The officer, identified as Eric Stillman, shot the teen less than one second after he appeared to have dropped a handgun.

About two-and-a-half minutes after the shooting, the body camera footage shows another officer shine a flashlight on a gun on the ground behind the fence near where Adam was shot. But it was not immediately clear, given the speed and nature of the videos, if Adam was holding the weapon leading up to the shooting.

A surveillance video from across the parking lot, though recorded from a distance, appears to show Adam make a tossing motion with his right hand behind the fence before turning to face the approaching officer, who then immediately fired the fatal shot.

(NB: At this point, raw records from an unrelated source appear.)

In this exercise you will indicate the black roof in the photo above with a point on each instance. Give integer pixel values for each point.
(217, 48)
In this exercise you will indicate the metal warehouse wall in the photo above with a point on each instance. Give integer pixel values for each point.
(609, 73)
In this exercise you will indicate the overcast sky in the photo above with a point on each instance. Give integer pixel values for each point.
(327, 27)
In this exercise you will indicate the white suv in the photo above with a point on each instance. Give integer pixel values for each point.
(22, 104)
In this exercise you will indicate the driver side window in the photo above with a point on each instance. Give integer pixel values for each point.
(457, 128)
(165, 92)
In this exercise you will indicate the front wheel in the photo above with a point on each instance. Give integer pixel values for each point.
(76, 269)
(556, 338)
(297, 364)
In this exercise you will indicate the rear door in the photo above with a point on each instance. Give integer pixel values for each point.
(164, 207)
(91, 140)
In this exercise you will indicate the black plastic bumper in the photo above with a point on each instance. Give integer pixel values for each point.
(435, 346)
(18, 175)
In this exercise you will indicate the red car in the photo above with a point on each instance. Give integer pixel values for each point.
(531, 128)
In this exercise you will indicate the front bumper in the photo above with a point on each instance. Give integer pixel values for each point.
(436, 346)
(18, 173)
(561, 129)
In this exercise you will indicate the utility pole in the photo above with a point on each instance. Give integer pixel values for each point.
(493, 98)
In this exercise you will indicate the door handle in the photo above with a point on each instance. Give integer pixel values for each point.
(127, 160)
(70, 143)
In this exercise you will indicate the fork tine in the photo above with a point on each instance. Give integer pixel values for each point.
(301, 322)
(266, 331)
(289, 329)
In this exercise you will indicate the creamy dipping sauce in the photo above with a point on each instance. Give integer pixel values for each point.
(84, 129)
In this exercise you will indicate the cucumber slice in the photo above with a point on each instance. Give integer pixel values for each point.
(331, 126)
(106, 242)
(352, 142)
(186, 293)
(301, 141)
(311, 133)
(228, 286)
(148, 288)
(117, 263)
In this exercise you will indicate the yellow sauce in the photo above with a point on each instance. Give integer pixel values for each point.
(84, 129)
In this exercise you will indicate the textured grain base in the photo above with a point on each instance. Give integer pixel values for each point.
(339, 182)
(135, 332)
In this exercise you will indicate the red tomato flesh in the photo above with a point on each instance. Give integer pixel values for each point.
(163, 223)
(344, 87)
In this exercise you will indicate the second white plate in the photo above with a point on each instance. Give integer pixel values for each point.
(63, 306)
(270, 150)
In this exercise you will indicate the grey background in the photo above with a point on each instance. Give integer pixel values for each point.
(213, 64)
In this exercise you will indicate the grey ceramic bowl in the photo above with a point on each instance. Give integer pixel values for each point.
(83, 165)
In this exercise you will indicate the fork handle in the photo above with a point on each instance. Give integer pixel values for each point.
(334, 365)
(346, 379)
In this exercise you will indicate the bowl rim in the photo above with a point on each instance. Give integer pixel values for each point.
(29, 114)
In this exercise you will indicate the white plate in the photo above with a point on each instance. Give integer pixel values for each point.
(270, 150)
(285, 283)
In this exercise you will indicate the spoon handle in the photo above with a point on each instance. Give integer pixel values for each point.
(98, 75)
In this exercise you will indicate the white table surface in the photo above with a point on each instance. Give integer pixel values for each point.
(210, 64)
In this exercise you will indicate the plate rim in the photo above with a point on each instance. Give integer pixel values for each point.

"The individual, Mr. Toledo, that was trying to get rid of the gun, was doing in a way to conceal it from the officer, and you know, just looking at the video...I haven't spoken to the officer obviously, but I'm sure he did not see the disposal of the gun," said Herbert, who defended Jason VanDyke, the former Chicago police officer convicted of second-degree murder in the 2014 fatal shooting of LaQuan McDonald.

An attorney for the Toledo family said that the video showed Adam did not have a gun at the moment the officer shot him.

Herbert, who was a police officer himself, advised people to comply if they encounter an officer, explaining that if the "police wrong, you got plenty of avenues to challenge that."

"But if you don't comply... you're giving the police officers an opportunity to be scared, and that could have dire consequences..." he said.